Behind the scene, Japan and the U.S. had been shaking hands throughout the course of this conspiracy. Japan aggressively lobbied the U.S. for inclusion of Dokdo into Japan’s territory in exchange for supporting the U.S. in using Dokdo as a bombing range.
After Japan surrendered in WW II, Dokdo was returned to Korea by Allied Powers in Potsdam and Cairo Declaration, judging that Japan should be expelled from all areas it occupied by force. Supreme Commander for the Allied Powers (SCAP) issued SCAPIN 677, 1033 in 1946.
Both explicitly excluded Dokdo from Japan’s territory and stated that Japan was not allowed to approach within 12 miles of Dokdo. From 1947 to 1949, the first five drafts of the Peace Treaty, declared Dokdo a Korean territory similar to what the allies had previously agreed.
However, Japanese Foreign Ministry had been appealing SCAP and the U.S. State Department in Washington over Japan’s sovereignty with a monogram entitled “Minor Islands Adjacent to Japan Proper,” which consists of devious distortion of truth.
In the process of Japan’s lobbying, William J. Sebald, the acting political advisor in Japan, played a critical role. He took a British-Japanese wife and had worked in Japan for about 20 years. His view towards Japan was unfailingly positive in his memoirs as below; “these patriotic Japanese were among our good friends.”
Based on Japan’s memorandum, he sent a note in favor of Japan to the Consultant to the U.S Secretary of State John Foster Dulles who largely shaped the drafts of the treaty.
Eventually, both the note unknown to Korea who was not a signatory to the Treaty, and support of Sebald made the U.S. change its position. Later drafts came to include Dokdo into Japan’s territory.
The British, after consulting with Commonwealth nations (Canada, Australia and New Zealand) asserted that Japanese territory should be defined as suggested in the Potsdam Declaration. However, the U.S. team dissuaded the British of this idea with fears that the plan that would bring “psychological disadvantages among Japanese harking back to punitive reparations on Germany for France after WW I.”
Arriving at a joint draft, Dokdo was neither included in Japan nor in Korea in the finalization of the treaty.

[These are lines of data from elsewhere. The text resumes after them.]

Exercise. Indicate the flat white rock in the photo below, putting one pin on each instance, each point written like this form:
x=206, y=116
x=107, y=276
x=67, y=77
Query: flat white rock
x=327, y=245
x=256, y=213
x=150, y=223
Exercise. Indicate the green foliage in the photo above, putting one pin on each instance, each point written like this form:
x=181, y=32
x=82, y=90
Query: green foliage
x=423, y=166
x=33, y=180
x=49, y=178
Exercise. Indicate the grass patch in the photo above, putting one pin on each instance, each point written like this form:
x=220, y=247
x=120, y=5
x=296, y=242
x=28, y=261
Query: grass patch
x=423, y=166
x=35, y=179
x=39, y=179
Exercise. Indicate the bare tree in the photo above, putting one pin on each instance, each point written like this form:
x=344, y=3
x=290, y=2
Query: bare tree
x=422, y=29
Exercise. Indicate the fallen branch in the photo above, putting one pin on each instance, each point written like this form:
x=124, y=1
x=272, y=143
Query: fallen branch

This begs a question: Why did the U.S. eventually keep a unilateral view to omit Dokdo in the last draft of the treaty despite Japan’s inaccurate historical evidence and disagreement by other nations?
Some tragic incidents and a considerable amount of correspondence show what lied in the shady deal. In the middle of concerns that the Cold War was beginning, Dokdo became an enticing point for bombing practice for American forces.

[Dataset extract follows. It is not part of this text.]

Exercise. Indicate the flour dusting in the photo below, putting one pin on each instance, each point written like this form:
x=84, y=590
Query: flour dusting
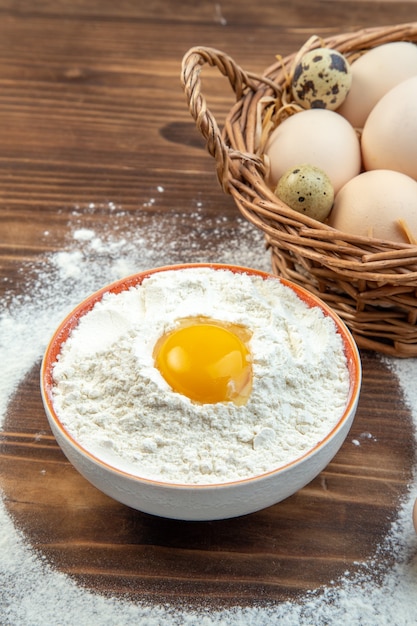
x=34, y=594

One of the actual trials was on June 8 of 1948; U.S. Air Force’s 93rd Bombardment Group dropped bombs on Dokdo using it as a bombing range, killing around 30 Korean fishermen. Survivors’ testimonies show they had not been informed of the dangers. Seven days later, U.S. forces were ordered to stop all bombing practice at Dokdo.

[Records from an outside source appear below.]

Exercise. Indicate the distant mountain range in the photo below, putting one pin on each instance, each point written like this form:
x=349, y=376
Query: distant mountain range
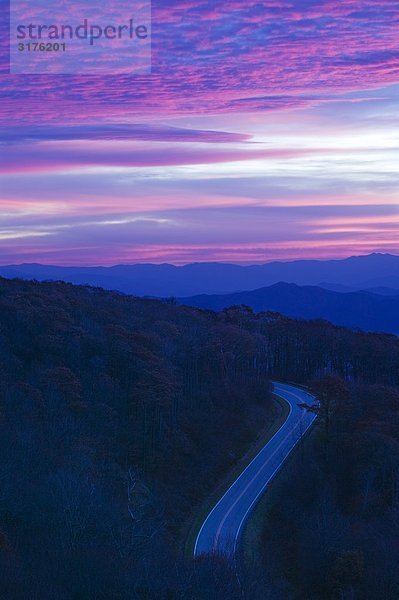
x=363, y=310
x=380, y=272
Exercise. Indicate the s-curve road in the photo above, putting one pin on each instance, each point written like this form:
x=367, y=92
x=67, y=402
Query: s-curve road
x=221, y=529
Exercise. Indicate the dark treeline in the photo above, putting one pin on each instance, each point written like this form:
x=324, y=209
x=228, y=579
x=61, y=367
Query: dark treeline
x=118, y=416
x=332, y=528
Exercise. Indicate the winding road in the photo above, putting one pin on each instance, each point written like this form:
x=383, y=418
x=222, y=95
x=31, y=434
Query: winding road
x=220, y=532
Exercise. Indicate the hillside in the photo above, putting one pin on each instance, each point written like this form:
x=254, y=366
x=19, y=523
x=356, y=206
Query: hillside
x=119, y=416
x=357, y=272
x=363, y=310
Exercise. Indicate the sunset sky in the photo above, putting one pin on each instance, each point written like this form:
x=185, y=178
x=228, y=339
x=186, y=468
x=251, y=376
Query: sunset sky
x=267, y=130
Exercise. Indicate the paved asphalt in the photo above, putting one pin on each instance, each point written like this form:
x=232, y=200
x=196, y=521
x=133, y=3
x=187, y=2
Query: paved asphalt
x=221, y=529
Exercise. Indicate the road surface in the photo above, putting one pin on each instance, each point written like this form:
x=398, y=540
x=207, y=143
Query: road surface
x=221, y=529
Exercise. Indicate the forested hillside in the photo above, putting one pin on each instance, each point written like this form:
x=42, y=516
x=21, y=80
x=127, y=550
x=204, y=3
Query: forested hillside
x=331, y=530
x=119, y=416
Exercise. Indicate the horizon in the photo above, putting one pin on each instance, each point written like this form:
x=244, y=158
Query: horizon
x=237, y=148
x=155, y=264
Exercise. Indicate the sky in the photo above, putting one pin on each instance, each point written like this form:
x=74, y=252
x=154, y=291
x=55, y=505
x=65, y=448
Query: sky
x=266, y=130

Bombing exercises were repeated several times until 1952, although this incident was the only one to create so many victims. Interestingly, whenever the U.S. bombed the islets and Koreans found out, public concerns arose, and the U.S. quickly ended the exercises, not wanting to rattle the Korean public.
About five months after the above incident, in the aforementioned Sebald’s letter, a real carrot for the U.S. was included as below;
“Security considerations might render the provision of weather and radar stations on these islands a matter of interest to the U.S.”
On Oct. 3, 1952, the First Secretary of the American Embassy in Tokyo, John, M, Steeves, wrote a Dispatch titled “Koreans on Liancourt Rocks.”
After reviewing a variety of evidence, he eventually acknowledged a Korean historical connection to Dokdo; however, keeping a neutral stance, he highlighted the pragmatic function of the islets.
“The history of these rocks has been reviewed more than once by the Departments, and does not need an extensive recounting here. The rocks were at one time part of the Kingdom of Korea.”
In conclusion, both Japan’s greedy lobbying and the U.S. military’s need for a bombing range caused Dokdo to be left out of the Peace Treaty.